De acordo com a Confederação Nacional da Agropecuária (CNA), a conquista do status livre de febre aftosa sem vacinação representa a consolidação de um trabalho que envolve diversos atores, como produtores rurais e autoridades. A retirada gradual da vacina foi parte de um plano estratégico que abrange o período de dois mil e dezessete a dois mil e vinte e seis.

Impactos Econômicos

O novo status traz diversos benefícios econômicos. A redução de custos para os produtores e a possibilidade de acesso a mercados que exigem a certificação de sanidade, como Japão e Coreia do Sul, são alguns dos principais impactos. Esses mercados oferecem melhores remunerações, o que pode resultar em mais renda e empregos para o Brasil.

Além disso, a imagem da carne brasileira se fortalece como um produto de alta qualidade. O Programa Nacional de Vigilância para a Febre Aftosa, que substituiu o Programa Nacional de Erradicação e Prevenção, continua a ser fundamental para a manutenção desse status. A vigilância sanitária e a implementação de um banco de vacinas são algumas das estratégias para garantir a segurança do rebanho.

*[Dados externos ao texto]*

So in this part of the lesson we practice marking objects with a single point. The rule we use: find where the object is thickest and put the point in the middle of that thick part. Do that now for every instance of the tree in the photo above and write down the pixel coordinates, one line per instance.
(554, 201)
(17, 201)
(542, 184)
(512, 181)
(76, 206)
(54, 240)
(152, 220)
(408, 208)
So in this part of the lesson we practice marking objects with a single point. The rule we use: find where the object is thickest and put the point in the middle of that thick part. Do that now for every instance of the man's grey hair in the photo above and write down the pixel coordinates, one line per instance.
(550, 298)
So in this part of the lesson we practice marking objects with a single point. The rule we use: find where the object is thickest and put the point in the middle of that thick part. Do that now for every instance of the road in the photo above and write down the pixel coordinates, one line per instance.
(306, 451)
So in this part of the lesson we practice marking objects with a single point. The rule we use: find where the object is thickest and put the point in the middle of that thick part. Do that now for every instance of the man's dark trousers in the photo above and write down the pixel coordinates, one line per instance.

A febre aftosa, embora raramente afete humanos, é considerada uma zoonose. A infecção em pessoas ocorre em casos muito específicos, geralmente relacionados a exposições em ambientes laboratoriais ou de manejo de animais doentes. O Brasil, com seu novo status, reforça a importância da vigilância e do controle sanitário para proteger tanto a saúde animal quanto a segurança alimentar.